If you’re going to be an instructional designer who specializes in online courses, you should get familiar with your platform options and be prepared to speak to the pros and cons of each. Start with the “big four” that most people have heard of: Coursera, Udacity, Udemy, and EdX. Check out the list of global MOOC platforms curated by Class Central, but realize there are entirely different ecosystems of platforms that specialize in corporate training or adaptive learning. Then also read some critical perspectives from the likes of Digital Pedagogy Lab or the MIT Media Lab.
No current online education platform is perfect, but focus on being able to speak to the distinctions between them and make a recommendation based on the learning goals. You don’t need to master all of the options, but it’s helpful to keep a pulse on the major players. Perhaps more importantly, design content and learning experiences that are “platform agnostic,” meaning that you can easily transport them to another platform. Finally, check out the blogs of online learning pioneers like Connie Malmud who have been chronicling the field for many years and who has helpfully compiled a glossary of common terms.

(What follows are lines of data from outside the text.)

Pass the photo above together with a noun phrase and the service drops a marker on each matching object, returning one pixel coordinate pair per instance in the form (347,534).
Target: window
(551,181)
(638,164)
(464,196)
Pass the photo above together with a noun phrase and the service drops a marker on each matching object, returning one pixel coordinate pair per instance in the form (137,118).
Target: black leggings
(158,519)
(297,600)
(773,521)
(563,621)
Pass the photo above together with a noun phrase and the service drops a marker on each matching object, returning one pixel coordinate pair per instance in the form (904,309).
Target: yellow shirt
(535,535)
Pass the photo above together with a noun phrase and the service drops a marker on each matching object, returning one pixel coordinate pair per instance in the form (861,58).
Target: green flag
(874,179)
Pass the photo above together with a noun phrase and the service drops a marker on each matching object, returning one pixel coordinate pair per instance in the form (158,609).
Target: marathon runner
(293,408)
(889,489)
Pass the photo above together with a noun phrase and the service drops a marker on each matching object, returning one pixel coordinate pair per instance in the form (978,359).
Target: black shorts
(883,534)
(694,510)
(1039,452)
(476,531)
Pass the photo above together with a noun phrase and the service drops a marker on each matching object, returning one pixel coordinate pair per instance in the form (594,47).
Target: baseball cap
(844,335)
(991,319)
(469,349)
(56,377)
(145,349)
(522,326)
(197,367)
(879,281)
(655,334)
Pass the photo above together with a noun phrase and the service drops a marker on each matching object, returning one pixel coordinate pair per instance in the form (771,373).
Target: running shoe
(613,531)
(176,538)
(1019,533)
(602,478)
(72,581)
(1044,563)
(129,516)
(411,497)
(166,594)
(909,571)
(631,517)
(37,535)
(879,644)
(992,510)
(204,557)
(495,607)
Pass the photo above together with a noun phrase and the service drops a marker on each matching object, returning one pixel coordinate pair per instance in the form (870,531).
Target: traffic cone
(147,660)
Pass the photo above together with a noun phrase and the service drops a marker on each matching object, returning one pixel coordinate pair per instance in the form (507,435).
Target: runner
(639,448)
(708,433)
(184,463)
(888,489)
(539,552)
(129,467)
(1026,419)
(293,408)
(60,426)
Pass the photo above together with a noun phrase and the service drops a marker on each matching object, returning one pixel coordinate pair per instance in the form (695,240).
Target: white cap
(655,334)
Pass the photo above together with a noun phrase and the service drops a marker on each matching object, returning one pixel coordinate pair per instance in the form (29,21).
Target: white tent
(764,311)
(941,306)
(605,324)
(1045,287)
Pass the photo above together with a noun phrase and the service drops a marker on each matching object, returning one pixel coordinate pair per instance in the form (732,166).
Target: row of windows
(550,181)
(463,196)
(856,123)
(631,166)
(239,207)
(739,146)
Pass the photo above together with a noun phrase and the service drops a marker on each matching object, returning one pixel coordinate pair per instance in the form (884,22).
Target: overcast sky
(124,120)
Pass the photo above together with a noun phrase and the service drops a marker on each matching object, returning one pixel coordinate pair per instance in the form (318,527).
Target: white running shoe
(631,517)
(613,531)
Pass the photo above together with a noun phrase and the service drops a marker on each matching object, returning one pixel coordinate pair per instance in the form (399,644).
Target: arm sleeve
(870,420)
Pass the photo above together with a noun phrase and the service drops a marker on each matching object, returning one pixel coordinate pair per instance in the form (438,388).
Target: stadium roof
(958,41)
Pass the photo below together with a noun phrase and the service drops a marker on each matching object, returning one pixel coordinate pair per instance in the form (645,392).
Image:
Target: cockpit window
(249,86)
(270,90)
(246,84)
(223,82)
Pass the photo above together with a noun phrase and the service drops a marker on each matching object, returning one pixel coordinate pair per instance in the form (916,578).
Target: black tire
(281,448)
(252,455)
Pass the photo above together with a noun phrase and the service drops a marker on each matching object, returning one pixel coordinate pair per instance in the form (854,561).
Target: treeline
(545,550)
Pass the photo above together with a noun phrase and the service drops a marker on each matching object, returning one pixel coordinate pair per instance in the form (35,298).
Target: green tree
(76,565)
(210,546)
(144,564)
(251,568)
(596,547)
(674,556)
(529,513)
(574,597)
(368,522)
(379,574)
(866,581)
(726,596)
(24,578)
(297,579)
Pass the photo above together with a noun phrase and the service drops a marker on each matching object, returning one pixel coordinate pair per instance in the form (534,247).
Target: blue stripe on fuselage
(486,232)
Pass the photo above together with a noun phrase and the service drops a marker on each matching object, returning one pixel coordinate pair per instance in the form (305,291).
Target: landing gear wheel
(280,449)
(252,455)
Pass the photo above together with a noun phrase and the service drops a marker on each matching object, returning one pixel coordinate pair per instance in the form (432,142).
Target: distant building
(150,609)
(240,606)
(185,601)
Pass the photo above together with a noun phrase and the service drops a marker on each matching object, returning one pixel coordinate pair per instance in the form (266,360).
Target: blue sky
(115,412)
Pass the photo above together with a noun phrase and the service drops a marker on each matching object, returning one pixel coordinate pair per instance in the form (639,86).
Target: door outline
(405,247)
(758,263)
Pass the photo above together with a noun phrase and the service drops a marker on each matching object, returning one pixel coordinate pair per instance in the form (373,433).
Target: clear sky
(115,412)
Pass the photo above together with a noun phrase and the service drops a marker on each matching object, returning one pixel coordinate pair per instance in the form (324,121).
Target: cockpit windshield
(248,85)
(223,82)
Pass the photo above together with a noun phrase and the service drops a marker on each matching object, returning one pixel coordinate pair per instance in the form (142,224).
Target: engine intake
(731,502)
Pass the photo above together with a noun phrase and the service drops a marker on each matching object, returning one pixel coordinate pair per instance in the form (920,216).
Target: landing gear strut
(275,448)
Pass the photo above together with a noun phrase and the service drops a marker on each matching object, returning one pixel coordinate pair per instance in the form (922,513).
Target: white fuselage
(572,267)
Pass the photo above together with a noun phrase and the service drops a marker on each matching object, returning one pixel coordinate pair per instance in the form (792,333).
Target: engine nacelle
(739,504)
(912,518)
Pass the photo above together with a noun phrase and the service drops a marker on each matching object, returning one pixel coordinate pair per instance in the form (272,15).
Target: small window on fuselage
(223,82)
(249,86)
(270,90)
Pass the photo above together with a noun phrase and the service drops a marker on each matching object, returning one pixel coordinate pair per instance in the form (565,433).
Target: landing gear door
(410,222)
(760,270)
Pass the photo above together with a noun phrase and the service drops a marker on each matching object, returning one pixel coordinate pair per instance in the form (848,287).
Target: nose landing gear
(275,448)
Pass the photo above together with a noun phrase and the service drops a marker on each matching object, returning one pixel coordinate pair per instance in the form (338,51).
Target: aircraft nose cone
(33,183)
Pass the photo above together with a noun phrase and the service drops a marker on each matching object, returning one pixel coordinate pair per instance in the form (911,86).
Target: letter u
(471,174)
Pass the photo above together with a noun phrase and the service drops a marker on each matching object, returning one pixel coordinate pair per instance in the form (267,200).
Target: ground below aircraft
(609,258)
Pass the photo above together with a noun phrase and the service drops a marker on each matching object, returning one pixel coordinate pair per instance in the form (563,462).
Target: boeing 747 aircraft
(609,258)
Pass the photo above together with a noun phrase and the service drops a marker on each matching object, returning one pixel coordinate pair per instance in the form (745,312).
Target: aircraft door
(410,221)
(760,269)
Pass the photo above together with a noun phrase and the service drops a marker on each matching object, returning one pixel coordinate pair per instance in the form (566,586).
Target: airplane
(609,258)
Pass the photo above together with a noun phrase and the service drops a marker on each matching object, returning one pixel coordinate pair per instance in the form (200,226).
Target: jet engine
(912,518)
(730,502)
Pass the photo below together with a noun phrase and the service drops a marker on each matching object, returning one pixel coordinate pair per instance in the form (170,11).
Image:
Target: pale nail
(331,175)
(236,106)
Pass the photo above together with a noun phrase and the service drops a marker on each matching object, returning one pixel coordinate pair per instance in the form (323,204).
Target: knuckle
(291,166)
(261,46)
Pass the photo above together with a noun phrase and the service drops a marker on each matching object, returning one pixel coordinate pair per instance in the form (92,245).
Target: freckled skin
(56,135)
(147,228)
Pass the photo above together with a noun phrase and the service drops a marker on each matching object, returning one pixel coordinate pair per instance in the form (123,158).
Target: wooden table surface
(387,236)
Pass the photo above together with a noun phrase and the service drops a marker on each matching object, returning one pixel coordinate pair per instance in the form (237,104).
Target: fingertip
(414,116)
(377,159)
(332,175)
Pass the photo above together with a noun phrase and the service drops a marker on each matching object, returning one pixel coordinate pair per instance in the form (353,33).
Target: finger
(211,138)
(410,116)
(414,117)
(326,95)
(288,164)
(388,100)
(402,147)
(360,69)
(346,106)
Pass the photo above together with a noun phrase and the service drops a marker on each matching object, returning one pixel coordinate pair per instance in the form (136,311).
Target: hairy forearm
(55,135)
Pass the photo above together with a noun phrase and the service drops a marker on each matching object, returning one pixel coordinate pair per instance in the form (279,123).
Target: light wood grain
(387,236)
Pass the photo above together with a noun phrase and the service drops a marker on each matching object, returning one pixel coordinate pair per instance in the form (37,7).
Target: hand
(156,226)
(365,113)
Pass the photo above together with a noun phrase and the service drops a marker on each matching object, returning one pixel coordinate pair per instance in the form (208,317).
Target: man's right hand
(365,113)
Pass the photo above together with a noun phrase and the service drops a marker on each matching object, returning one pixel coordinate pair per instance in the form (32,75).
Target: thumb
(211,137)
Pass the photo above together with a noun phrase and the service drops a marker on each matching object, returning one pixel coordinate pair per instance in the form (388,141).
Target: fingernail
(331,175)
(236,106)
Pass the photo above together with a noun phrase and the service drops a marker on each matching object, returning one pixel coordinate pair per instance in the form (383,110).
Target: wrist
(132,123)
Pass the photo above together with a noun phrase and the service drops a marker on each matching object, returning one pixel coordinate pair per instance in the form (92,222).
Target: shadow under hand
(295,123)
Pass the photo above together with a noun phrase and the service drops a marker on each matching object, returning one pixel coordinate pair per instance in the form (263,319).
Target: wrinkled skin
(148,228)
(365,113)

Lesson 6. Don’t try to migrate an in-person experience into an online format.
One of the biggest mistakes people who are new to instructional design make is trying to replicate or simply migrate an offline experience onto an online platform. Instead, the better approach is to think about what the technology can do uniquely well and then design your experience to leverage those affordances. Allan Collins and Richard Halverson’s book, “Rethinking Education in the Age of Technology,” is a useful place to start, along with the perspectives and research of Mitch Resnick and the late Edith Ackermann of the MIT Media Lab.
Lesson 7: If you build it, they won’t come. Understand the fundamentals of digital marketing.
People will not automatically show up for your online course—unless you’re working for a big-name institution like Y Combinator or Harvard University. As online courses have proliferated, the market for students has also fragmented. To be an effective instructional designer, you also arguably need to know the basics of digital marketing and how to write compelling copy to get someone to click through, enroll in, and persist in your course.
One useful post on strategies to drive enrollment and sales of an online course was produced by the founders of Groove. Udemy has also created a great toolkit to help online course instructors market their learning experience. These strategies might seem distasteful to people whose primary focus is learning outcomes, but the reality is that if you don’t attract the right population of students to your courses (even if they’re free), all of your hard work and pedagogical design is moot.
Lesson 8: Collect student feedback. Iterate. Share what you learned.
Finally, perhaps one of the most important lessons is to get out from behind your computer and actually go meet the learners who experience your courses, apps or experiences. Set up Skype calls to interview them. Pore through the feedback they submit on surveys.
Some of their input will inevitably sting—especially when you’ve spent months building a course and someone only watches two videos before leaving a scathing review. But listen for the underlying pain points. Synthesize your feedback carefully and make changes, but avoid designing by committee. Finally, share your data, your lessons, and your failures with the broader learning design community when possible.
The field is fast-moving but still has a lot to figure out. The more creative pioneers we have who are pushing the boundaries of how to design compelling, thoughtful learning experiences in new formats, the better.